Covers command success/failure flows, warning messages, output writing, and exit codes.

4) Dumper orchestration contracts¶

tests/test_dumper_phase1.py.
Covers no-header fallback behavior, castxml/parser wiring, and error propagation.

5) DWARF helper and parser edge cases¶

dedicated DWARF regression tests, tests/test_phase3_dwarf_helpers.py.
Covers nuanced DWARF forms (reference resolution, location decoding, packing/alignment, calling conventions, helper fallback behavior).

6) Real-world integration and parity¶

tests/test_abi_examples.py, tests/test_elf_parse_integration.py, tests/test_integration_phase2_negative.py, tests/test_abidiff_parity.py, tests/test_abicc_parity.py, tests/test_abicc_full_parity.py, tests/test_sprint7_full_parity.py, tests/test_sprint10_abicc_parity.py.
Exercises realistic binaries, toolchain outputs, and compatibility expectations.

7) Architecture conformance¶

tests/test_architecture_conformance.py, tests/test_changekind_completeness.py, tests/test_changekind_coverage.py.
Validates structural invariants: module boundaries, ChangeKind classification completeness, and policy set consistency.

Extension roadmap (next improvements)¶

The main strategy now is depth over breadth: extend tests where defects are most likely and costly.

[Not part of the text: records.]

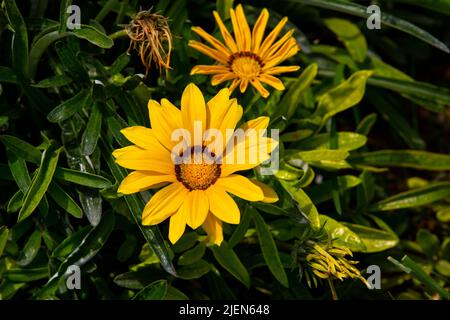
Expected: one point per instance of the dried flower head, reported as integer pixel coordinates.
(150, 35)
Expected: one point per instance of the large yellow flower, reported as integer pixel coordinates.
(197, 190)
(246, 58)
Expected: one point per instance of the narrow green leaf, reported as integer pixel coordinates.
(82, 178)
(154, 291)
(92, 132)
(345, 141)
(349, 34)
(304, 203)
(68, 245)
(386, 19)
(374, 240)
(94, 36)
(269, 249)
(30, 249)
(415, 159)
(192, 255)
(26, 275)
(228, 259)
(57, 81)
(64, 200)
(410, 266)
(414, 198)
(40, 181)
(4, 232)
(69, 107)
(341, 234)
(20, 39)
(21, 148)
(344, 96)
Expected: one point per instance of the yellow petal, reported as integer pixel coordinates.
(270, 196)
(118, 152)
(272, 81)
(283, 69)
(213, 41)
(241, 187)
(165, 118)
(177, 226)
(141, 136)
(193, 112)
(208, 51)
(138, 181)
(258, 30)
(219, 78)
(222, 205)
(225, 34)
(237, 31)
(272, 37)
(205, 69)
(147, 160)
(213, 228)
(258, 86)
(243, 26)
(164, 203)
(260, 123)
(196, 208)
(243, 85)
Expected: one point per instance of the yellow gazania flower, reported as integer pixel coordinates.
(197, 192)
(246, 58)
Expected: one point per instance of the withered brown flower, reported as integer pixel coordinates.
(150, 35)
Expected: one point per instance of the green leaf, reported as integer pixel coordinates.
(21, 149)
(30, 249)
(40, 182)
(20, 39)
(345, 141)
(92, 132)
(94, 36)
(429, 242)
(374, 240)
(82, 178)
(291, 99)
(344, 96)
(68, 245)
(57, 81)
(64, 200)
(19, 171)
(415, 159)
(192, 255)
(269, 249)
(7, 75)
(414, 198)
(86, 250)
(228, 259)
(63, 15)
(341, 234)
(241, 229)
(154, 291)
(26, 275)
(323, 192)
(4, 232)
(304, 203)
(69, 107)
(409, 266)
(386, 19)
(194, 270)
(348, 33)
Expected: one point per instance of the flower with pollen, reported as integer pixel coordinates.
(196, 174)
(246, 58)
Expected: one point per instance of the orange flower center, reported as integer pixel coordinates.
(246, 65)
(197, 170)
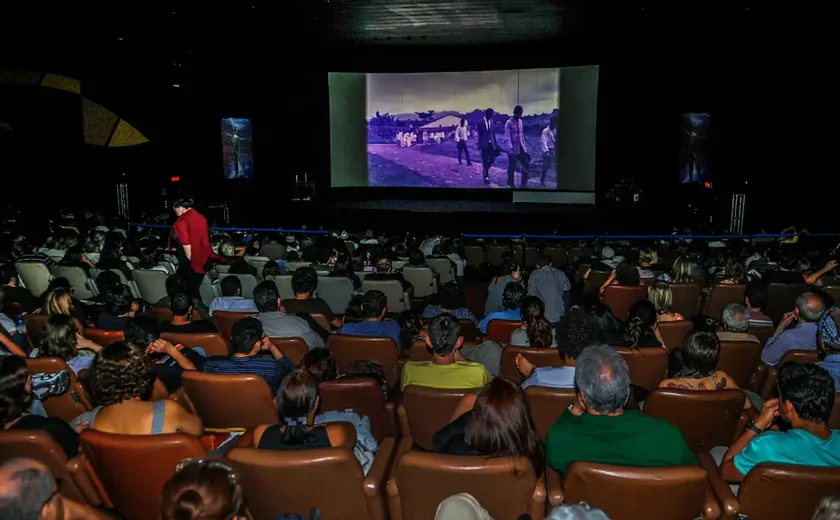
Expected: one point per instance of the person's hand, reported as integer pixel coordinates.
(769, 412)
(525, 367)
(159, 346)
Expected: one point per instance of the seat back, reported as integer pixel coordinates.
(475, 255)
(230, 400)
(443, 267)
(740, 359)
(633, 493)
(423, 280)
(224, 320)
(706, 418)
(364, 396)
(686, 299)
(393, 291)
(151, 284)
(82, 284)
(35, 276)
(71, 403)
(648, 366)
(548, 404)
(781, 298)
(426, 410)
(35, 327)
(336, 291)
(771, 491)
(674, 332)
(541, 357)
(720, 296)
(104, 337)
(39, 445)
(249, 283)
(335, 469)
(620, 298)
(505, 487)
(212, 342)
(284, 286)
(500, 330)
(346, 349)
(293, 347)
(132, 469)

DWARF fixture corpus (high value)
Add curated binary fixtures (or generated test inputs) for tricky DWARF producer/output variants (compiler versions, attribute forms, typedef nesting patterns).
Goal: reduce parser regressions when toolchains differ.
Dumper internals: cache/process paths
Expand tests around castxml cache key/path behavior and subprocess failure modes (timeouts, malformed XML, partial outputs).
Goal: increase resilience of snapshot generation in CI and local automation.
CLI integration contracts
Add more command-level tests for multi-output formats and failure diagnostics in compare/compat scenarios.
Goal: keep user-facing behavior stable for CI consumers.
Integration matrix enrichment
Add targeted C/C++ examples for edge ABI patterns not yet represented.
Goal: improve confidence that algorithmic changes match real binary behavior.
Threshold ratchet policy
Raise --cov-fail-under only when sustained improvements are merged and stable.
Keep ratchets incremental to avoid churn from unrelated PRs.

Practical contributor workflow¶

Pick one under-tested surface (DWARF helper, dumper path, CLI branch).
Add at least one happy-path and one failure-path test.
Run lint + fast gate locally.
If coverage meaningfully improves and remains stable, propose a small threshold bump.

This keeps quality improvements continuous without making routine development fragile.